Example (42) Infrastructure Design Guidelines
Author: Alessandro Franceschi ( Lab42 )
- [[Infrastructure_Design_Guidelines#Introduction|Infrastructure
Design Guidelines]]
[[Infrastructure_Design_Guidelines#Preliminarynotes|InfrastructureDesign Guidelines]]
[[Infrastructure_Design_Guidelines#Verysimpleinfrastructure|InfrastructureDesign Guidelines]]
[[Infrastructure_Design_Guidelines#Infrastructurewithroles|InfrastructureDesign Guidelines]]
[[Infrastructure_Design_Guidelines#Infrastructurewithdifferentrolesandzones|Infrastructure Design Guidelines]]
Introduction
Designing a Puppet infrastructure is a matter of knowledge, method,
contingency and somehow fantasy.
First of all you must know Puppet’s logic and it’s main language
features, then you should define a general method to manage points
in common and differences in the configurations you apply to your
hosts, this is mostly dependent on your own infrastructure and
needs, finally you can add a bit of creativity to handle different
situations and singularities.
As usual in Unix world there are different ways to achieve the
wanted results and there is not an unique solution or
recommendation worth for every case, still we try to define here
different scenarios and the relevant “good practices”, well aware
that there might be totally different and still good practices to
handle the same cases.
The guidelines defined here are being applied to the
Example42 Puppet Infrastructure (a
sample infrastructure that can be freely used as starting point for
customization) by Lab42. Regards and credits
to Francesco Crippa of Byte-Code for
the initial architectural approach.
Preliminary notes
- Here with “role” we intend the function of a host. Defining a
role has a sense when there are at least 2 nodes having the same
role.
It can be an arbitrary string, such as “webserver” and should be shared for all the host that have exactly the same services running, where configurations general tend to be similar and can have differences in details as local hostname, IP and similar.
For example a battery of frontend web servers can share the same role (ie role: “webserver”), they can be balanced by a couple of load balancers in HA (ie role: “loadbalancer”), use a backend database cluster (ie role: “database”), being monitored by one or more monitoring host (“monitor”), send syslog messages to one or more syslog servers (“syslog”) and so on.
It’s worth to underline that if you use the concept of role it’s better to always use roles, also when there are cases of roles used only by a single host. - A “zone” can be generally seen as a separated network.
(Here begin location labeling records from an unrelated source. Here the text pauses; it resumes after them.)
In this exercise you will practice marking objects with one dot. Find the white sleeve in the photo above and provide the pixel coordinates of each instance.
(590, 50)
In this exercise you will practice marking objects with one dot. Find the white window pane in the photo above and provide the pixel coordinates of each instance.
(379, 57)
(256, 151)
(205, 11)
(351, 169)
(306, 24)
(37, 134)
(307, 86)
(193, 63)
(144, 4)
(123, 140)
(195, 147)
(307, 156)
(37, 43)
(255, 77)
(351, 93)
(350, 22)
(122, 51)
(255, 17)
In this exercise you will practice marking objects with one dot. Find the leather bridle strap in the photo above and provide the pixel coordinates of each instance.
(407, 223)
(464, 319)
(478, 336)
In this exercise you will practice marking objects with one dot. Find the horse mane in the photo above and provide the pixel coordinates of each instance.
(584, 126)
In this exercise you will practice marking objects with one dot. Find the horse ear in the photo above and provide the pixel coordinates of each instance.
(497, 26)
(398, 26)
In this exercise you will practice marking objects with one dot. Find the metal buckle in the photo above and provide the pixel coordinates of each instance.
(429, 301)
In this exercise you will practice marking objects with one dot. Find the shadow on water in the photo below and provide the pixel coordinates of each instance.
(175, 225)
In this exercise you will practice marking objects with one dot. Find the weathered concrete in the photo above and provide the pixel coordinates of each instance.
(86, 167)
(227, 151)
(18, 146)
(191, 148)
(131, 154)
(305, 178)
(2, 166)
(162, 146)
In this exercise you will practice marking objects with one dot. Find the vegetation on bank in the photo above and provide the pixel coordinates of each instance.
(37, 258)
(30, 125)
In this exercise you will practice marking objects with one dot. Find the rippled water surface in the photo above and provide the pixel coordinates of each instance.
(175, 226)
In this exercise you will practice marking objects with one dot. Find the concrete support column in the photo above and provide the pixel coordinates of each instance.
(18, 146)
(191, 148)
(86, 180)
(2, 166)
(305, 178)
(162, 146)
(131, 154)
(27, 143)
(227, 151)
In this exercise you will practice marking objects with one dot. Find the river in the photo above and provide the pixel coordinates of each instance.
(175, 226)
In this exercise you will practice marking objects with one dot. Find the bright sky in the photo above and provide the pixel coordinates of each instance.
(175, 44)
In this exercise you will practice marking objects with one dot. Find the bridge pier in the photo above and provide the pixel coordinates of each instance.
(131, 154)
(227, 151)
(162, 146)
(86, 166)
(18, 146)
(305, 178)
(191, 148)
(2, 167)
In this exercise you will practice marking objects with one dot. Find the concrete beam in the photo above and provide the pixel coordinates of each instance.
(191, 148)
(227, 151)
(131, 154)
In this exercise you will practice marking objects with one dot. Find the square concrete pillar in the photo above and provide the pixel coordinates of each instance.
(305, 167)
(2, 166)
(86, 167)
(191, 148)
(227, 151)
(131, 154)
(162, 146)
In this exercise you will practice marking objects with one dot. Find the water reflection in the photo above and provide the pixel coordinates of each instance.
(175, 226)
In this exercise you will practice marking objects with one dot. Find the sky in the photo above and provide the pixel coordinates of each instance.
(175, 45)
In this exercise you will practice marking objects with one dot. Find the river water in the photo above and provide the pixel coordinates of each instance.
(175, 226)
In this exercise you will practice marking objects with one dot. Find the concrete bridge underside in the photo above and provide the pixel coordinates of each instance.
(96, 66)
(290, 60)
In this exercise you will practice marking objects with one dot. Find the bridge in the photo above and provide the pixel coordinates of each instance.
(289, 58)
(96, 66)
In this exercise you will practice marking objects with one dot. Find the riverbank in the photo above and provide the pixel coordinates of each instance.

In different zones you can define variables for different parameters that change from zone to zone. For example the network IP/subnet, the default gateway but also the dns/ntp/syslog/whatever server that all nodes in the same zone share. A zone can identify also development / testing / staging / production environments, eventually divided in different sub-zones if each of them span over different networks.
- The general logic is that every node (host) inherits a more general node (more precisely a (sub)zone, which could then inherit a “wider” zone) and includes a single role (more precisely a class defining the role).
- The examples here are based on a module based logic, as defined in Module Organisation
The practices used here have been applied successfully in different
companies ranging from few nodes to, in the largest case, about 200
nodes sharing different roles (more than 20) and different zones
(about 10). It should apply seamlessly to wider installations,
where the number of nodes could be of several hundreds, sharing
dozens of roles and zones.
We’ll not face here the issues of planning a distributed and
redundant puppetmaster infrastructure, the delegation of editing
permissions to different groups or how to cope with
testing/production puppet configurations (but we’ll face cases of a
infrastructure with development/testing/production nodes).
We’ll start from simple cases and then try to face more complex
scenarios.
Very simple infrastructure
If you have few nodes to manage, all sharing the same network and without the need of defining roles, the logic is simple and can be reduced to defining nodes in a similar way:
node basenode {
$my_puppet_server = "10.42.0.10"
$my_local_network = "10.42.0.0/24"
$my_syslog_server = "10.42.0.11"
$my_ntp_server = "10.42.0.12"
}
node 'www.example42.com' inherits basenode {
include general
include httpd::php
include mysql::server
}
Note that on basenode you can define variables used in the templates of your classes, these variables can be overriden at host node level to manage exceptions. For example:
node 'ntp.example42.com' inherits basenode {
$my_ntp_server = "0.pool.ntp.org"
include general
}
Note that is important to declare variables BEFORE including the classes that use them.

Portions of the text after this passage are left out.